The City is once again faced with the challenge on how to adequately fund street resurfacing.
The past two years, it has relied on borrowing money based on gas tax revenues, but Mayor Ed Lee’s budget director Greg Wagner said Wednesday that solution is probably no longer a good idea.
Capital spending is “another big piece of our deficit projection,” Wagner said.

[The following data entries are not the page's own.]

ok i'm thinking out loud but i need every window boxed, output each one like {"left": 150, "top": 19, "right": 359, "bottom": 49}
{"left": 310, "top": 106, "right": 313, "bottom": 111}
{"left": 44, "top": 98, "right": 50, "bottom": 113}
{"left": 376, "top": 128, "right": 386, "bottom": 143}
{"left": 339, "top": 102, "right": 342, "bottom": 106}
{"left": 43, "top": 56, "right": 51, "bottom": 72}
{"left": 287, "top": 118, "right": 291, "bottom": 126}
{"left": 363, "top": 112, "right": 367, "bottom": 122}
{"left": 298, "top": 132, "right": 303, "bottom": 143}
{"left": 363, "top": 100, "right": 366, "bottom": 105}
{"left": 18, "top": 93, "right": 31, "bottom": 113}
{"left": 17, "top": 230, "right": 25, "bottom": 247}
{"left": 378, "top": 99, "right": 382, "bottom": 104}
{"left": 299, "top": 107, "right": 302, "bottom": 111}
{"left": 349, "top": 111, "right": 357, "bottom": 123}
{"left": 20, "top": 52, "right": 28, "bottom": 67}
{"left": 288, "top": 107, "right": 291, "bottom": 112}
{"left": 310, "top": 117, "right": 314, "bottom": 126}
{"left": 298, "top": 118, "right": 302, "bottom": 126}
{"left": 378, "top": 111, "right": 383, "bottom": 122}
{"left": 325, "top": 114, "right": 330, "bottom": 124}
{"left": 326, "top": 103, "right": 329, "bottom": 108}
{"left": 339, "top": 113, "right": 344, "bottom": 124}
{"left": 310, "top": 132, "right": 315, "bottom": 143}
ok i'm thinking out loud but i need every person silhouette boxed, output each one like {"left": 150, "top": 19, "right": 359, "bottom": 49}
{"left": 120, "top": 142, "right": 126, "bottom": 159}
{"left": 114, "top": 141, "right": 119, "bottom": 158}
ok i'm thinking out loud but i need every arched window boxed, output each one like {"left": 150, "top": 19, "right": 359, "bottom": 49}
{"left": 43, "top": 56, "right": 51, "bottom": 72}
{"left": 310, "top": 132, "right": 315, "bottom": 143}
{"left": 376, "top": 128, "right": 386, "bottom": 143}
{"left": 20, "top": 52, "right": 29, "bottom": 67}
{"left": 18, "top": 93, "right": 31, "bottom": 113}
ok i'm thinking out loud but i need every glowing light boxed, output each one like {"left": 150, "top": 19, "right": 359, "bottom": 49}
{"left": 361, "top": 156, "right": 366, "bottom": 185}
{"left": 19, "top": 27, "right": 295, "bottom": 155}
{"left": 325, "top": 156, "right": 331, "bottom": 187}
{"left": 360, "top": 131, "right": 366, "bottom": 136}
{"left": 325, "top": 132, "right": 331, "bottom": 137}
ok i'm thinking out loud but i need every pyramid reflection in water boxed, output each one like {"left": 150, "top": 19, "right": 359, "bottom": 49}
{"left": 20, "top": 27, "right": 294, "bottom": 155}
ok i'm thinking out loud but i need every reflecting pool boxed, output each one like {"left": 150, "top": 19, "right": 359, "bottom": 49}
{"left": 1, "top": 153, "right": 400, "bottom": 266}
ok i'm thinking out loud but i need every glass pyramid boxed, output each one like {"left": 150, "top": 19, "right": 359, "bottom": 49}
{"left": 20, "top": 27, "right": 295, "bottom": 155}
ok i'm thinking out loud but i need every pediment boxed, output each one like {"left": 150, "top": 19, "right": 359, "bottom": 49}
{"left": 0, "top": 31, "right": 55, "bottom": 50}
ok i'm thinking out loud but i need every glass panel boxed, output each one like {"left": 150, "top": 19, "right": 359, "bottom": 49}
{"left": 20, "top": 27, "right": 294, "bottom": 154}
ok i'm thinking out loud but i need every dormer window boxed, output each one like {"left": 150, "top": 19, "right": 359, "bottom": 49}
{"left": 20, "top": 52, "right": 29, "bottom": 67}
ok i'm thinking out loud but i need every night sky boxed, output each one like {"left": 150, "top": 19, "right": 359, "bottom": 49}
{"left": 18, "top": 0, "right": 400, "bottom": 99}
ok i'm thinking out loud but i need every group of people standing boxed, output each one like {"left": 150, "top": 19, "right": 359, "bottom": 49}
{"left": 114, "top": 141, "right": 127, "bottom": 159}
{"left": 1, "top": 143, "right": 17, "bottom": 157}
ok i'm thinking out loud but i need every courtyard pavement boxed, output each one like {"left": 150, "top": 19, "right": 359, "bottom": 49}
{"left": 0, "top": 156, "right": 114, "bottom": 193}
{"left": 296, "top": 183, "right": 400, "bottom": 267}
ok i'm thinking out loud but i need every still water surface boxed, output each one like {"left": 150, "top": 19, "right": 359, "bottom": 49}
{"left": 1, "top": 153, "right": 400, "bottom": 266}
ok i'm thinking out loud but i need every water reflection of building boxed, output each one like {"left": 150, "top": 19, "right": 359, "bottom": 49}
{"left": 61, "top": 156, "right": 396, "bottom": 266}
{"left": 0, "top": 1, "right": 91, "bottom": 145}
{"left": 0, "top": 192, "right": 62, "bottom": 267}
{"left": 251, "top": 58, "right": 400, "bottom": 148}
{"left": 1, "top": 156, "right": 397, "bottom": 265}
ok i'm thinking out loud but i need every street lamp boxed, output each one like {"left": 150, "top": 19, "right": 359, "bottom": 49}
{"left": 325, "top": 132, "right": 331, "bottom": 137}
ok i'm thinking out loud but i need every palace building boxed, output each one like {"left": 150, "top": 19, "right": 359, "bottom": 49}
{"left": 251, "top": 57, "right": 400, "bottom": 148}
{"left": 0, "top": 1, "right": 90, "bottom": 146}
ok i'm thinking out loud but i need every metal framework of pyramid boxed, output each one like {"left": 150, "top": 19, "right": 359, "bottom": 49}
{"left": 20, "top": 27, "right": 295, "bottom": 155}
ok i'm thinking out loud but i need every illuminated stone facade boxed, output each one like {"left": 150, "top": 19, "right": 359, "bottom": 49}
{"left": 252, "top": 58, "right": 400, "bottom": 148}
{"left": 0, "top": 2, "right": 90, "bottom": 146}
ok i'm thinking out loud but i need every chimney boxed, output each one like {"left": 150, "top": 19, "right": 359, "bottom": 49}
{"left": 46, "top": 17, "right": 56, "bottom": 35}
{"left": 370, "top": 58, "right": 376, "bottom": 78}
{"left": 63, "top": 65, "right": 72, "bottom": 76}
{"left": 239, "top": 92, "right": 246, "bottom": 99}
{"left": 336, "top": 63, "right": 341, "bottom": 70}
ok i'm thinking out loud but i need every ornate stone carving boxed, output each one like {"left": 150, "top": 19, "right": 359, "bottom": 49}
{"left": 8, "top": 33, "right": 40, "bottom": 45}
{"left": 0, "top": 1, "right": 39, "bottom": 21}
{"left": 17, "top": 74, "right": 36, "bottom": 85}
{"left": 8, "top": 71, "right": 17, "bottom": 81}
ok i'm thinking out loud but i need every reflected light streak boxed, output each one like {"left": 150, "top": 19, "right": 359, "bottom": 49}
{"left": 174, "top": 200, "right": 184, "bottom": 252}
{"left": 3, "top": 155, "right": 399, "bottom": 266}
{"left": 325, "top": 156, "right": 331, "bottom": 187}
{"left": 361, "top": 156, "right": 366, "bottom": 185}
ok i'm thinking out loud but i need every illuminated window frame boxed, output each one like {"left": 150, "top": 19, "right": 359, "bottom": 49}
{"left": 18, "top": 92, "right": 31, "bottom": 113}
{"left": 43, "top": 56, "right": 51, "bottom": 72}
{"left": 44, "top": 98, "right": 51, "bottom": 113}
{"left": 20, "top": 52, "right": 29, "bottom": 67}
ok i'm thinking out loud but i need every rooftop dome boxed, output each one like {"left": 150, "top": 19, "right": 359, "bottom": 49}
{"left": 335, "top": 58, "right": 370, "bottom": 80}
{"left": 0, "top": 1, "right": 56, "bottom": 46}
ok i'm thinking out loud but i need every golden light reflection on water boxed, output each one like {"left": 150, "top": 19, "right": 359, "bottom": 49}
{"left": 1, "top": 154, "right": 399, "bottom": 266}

The City’s 10-year capital plan “assumes that we will spend about $73 million in general fund cash in the coming year.”
But to help close the deficit, The City is looking at a $30 million reduction in capital spending.

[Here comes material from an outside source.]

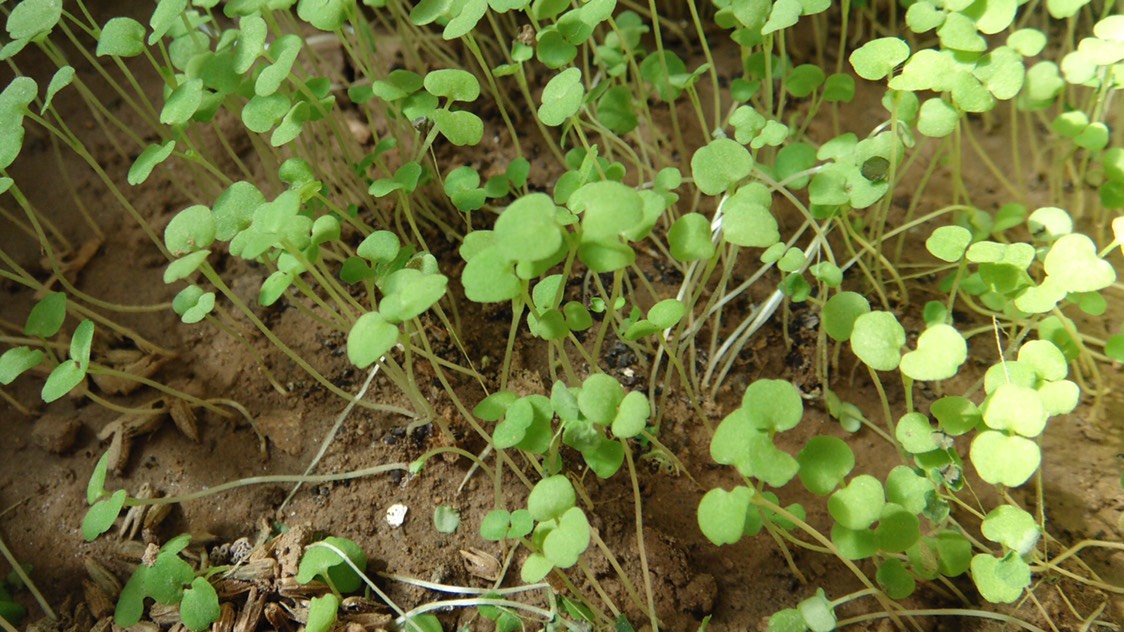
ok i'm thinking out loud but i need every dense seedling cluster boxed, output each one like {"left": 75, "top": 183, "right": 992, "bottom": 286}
{"left": 1, "top": 0, "right": 1123, "bottom": 629}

“We have a huge backlog in our infrastructure maintenance needs and that includes our street resurfacing, and right now if we make this level of reduction in our general fund spending on capital, our street resurfacing budget will decline into the next year and we will have a dropoff in our ability to do repaving,” Wagner said.
Later this month, the board’s Budget and Finance Committee will hold a hearing on The City’s capital plan and discuss street funding.
One option under consideration is putting a general obligation bond on the ballot to pay for the street work backlog and then identify a steady revenue source for ongoing needs.
Wagner noted about six years ago voters rejected a bond to pay for street repairs.
Paying for street repair is just one component of the budget woes.
The City must tackle to close a $383.4 million by July 1.